Published CO_2 emissions would include an estimation of the total CO_2 emissions estimates of the complete production flow of each product you buy, the distance you travel for work and all other energy consumption.
Would that incentivize people?
(for the purpose of this argument, assume we can actually make such an estimate)
Right now it's almost impossible to know the impact of what you buy, or which is better. Or how the impact of some produce available year round varies across the year. I know buying a lettuce in winter is going to have larger impact than in summer, but I have no way to quantify it.
It would also be an excellent starting point for building a carbon tax, that could slowly escalate to punitive.
The only problem is: the general public knows nothing of this!
All we need is to derive the impact from each step, and some helpful way to present it. For presentation we know approaches that work. So it's really just requiring the carbon/impact accounting - and penalties for fraud. :)
Then we can decide if we're better off, environmentally, buying a Thinkpad, a Macbook, or a Mac Mini with LG monitor. Whether to pass on those out of season lettuces, or should really be concerned about something making more impact. All we can do right now is guess for just about everything.
No, because, much like the "water crisis" in California, individuals didn't make the direct choices the led to the crisis. Shipping your food from half a world away was not a direct choice any consumer made. Making your clothing half a world away was not a direct choice any consumer made. Building all infrastructure around cars was not a direct choice any consumer made.
If you want to reduce CO2, you have to do something to bake it's price into wherever it is being used or created.
(The "water crisis" in California is actually an "agribusiness water crisis"--if every individual in California quit using water for drinking, showers, lawn watering, swimming pools, etc., the Central Valley agribusinesses would still be unable to irrigate without pumping out the aquifers. The only solution to the California "water crisis" is to shut down the agribusinesses and make them move to somewhere with water. We are actually seeing this with desalinization in California--desalinization can actually supply almost all the people but isn't going to do anything for businesses.)

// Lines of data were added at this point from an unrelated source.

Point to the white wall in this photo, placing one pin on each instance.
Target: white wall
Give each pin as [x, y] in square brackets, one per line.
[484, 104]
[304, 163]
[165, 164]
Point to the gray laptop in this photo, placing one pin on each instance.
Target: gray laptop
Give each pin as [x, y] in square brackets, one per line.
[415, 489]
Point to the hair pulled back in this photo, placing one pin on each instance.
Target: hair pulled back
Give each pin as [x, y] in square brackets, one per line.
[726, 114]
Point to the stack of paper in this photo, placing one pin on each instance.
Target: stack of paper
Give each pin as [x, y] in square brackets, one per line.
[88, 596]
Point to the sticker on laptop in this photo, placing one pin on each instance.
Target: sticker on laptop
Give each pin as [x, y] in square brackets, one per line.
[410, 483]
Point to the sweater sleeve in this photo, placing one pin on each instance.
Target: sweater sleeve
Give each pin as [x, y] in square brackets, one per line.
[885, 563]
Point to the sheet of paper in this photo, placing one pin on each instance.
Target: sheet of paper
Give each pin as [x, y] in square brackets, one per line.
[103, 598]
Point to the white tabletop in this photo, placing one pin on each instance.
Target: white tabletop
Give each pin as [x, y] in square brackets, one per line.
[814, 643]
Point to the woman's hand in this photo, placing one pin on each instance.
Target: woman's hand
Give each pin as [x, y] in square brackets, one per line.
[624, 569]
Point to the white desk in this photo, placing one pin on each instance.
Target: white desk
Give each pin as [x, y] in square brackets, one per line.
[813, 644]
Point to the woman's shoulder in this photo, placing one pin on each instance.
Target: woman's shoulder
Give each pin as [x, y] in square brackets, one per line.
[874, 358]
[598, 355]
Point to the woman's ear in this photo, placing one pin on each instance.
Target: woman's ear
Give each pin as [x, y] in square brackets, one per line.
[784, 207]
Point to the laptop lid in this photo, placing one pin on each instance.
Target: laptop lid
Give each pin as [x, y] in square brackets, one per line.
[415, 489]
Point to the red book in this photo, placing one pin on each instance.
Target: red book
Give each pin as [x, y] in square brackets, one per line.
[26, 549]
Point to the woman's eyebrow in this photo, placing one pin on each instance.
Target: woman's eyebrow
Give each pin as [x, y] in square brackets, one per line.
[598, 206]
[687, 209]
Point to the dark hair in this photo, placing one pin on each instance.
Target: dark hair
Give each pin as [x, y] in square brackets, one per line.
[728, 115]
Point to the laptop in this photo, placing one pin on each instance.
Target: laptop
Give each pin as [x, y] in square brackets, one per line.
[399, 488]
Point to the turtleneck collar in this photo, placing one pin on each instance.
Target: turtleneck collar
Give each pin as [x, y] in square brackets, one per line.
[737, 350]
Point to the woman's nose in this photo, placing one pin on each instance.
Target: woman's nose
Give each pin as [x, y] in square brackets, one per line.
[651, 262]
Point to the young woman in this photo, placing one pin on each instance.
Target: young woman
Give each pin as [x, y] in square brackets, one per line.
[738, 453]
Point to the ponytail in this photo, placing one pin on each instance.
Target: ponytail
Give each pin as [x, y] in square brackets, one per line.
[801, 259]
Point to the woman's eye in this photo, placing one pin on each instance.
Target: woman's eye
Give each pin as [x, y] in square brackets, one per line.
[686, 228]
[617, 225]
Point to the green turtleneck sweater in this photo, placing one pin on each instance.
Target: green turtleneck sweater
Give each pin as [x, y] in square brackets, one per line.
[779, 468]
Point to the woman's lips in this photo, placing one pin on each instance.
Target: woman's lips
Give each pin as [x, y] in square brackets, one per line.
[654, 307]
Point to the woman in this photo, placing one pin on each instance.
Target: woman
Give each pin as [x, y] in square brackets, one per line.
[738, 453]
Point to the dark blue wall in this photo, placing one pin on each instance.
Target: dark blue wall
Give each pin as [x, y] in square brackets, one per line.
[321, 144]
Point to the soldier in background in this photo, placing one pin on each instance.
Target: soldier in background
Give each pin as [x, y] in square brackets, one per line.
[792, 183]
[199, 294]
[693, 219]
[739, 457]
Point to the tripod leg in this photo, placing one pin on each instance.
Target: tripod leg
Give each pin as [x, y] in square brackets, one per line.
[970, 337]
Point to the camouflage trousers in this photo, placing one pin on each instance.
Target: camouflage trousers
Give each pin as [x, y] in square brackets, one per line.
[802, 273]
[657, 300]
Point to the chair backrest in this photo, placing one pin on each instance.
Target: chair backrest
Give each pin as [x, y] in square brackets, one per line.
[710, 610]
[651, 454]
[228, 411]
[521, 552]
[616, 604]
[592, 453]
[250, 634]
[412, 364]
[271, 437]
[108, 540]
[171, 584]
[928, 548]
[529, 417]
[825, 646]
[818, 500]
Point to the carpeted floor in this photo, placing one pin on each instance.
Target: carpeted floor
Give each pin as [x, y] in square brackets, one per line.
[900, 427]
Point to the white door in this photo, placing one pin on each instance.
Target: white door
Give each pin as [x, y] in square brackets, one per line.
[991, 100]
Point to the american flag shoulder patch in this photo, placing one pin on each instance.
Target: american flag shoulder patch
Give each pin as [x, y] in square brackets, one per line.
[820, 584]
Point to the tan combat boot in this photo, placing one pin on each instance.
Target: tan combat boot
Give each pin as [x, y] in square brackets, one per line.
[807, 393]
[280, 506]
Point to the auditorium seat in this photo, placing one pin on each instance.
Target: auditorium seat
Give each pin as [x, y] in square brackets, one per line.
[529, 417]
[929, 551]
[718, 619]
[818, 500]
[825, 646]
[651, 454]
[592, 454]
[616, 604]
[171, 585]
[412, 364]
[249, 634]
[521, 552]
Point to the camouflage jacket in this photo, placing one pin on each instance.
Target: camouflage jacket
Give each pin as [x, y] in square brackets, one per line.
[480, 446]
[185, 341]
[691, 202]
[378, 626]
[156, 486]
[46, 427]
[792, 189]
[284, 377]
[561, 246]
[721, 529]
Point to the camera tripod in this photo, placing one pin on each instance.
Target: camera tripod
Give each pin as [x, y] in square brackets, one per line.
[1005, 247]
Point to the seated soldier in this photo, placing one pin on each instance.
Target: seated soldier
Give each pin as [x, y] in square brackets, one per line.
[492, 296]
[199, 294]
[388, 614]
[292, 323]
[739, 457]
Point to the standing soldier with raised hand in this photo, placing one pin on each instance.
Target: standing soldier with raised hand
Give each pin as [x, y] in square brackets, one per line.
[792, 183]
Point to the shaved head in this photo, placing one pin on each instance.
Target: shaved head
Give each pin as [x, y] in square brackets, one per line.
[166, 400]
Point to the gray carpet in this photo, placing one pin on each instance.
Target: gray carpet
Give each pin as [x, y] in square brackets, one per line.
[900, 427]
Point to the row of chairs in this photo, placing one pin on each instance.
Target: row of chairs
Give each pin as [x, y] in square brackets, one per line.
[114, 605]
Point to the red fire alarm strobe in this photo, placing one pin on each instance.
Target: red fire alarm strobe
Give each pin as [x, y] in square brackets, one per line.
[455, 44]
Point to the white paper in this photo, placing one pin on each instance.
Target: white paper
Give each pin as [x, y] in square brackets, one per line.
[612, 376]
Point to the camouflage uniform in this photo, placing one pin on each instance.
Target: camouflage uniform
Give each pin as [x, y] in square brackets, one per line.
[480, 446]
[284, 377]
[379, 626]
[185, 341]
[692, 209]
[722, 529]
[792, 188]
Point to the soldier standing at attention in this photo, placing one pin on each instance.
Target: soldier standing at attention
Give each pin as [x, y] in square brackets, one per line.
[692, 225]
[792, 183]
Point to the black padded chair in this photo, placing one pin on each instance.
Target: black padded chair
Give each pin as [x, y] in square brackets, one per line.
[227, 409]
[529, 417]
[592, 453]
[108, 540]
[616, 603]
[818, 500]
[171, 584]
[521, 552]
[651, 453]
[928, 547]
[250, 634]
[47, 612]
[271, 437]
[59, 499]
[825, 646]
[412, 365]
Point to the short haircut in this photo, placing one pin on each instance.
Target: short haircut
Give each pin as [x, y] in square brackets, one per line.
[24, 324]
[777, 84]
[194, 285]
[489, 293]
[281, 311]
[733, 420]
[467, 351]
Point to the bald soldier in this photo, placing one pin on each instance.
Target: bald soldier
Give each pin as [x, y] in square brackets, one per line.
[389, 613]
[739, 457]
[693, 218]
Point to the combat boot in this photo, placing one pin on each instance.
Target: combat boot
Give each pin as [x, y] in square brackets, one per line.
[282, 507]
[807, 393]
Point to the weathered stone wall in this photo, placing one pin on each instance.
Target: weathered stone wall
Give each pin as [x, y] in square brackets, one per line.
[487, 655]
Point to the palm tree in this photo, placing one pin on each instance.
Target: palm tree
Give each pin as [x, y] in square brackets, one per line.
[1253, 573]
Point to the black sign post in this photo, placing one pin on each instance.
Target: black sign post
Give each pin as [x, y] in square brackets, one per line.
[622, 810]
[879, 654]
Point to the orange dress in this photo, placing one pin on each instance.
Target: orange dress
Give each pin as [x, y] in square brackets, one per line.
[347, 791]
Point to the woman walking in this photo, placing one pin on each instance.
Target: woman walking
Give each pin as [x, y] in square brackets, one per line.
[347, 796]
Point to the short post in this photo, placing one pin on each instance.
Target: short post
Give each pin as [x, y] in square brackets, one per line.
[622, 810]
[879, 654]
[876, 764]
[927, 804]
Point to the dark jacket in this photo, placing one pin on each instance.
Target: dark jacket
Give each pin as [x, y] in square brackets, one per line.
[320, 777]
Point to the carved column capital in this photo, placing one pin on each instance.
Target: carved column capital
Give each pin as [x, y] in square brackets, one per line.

You assume people are incentivized by price, but people are incentivized by status. That's why they buy fake Rolexes and put themselves in extreme debt.
Connect CO_2 emissions with status.
The problem is that if an individual makes every single choice they can to reduce their CO2 footprint, they still won't make a dent in CO2 emissions. It's effectively pissing in the ocean.
So, you can connect it to status and make people feel good, but you have to go after the big things if you want to actually dent CO2 emissions (this is simply a case of Amdahl's law in reverse).
And the big one is transportation. If you can get every single car and truck onto electricity, you win multiple times. Traffic jams don't convert energy to CO2; electric motors are quite a bit more efficient than internal combustion engines at low speeds with high torque; multiple distributed CO2 sources now become single point sources (at the power plant--much easier to apply technology to).
After that, the next big thing, if I remember correctly, is that you need to switch from AC transmission lines to high-voltage DC transmission lines as the loss is so much better. And a LOT of energy gets lost to simple transmission (also has the advantage that your grids are much easier to interconnect and stabilize).
After those two, then you take a look around and see what the next big 2 or 3 are, and go attack those. Lather. Rinse. Repeat. Until you are at CO2 negative.
What's easy and effective is a CO2 emissions tax directly on the emitter. Anyone who burns coal or gas or oil has to pay.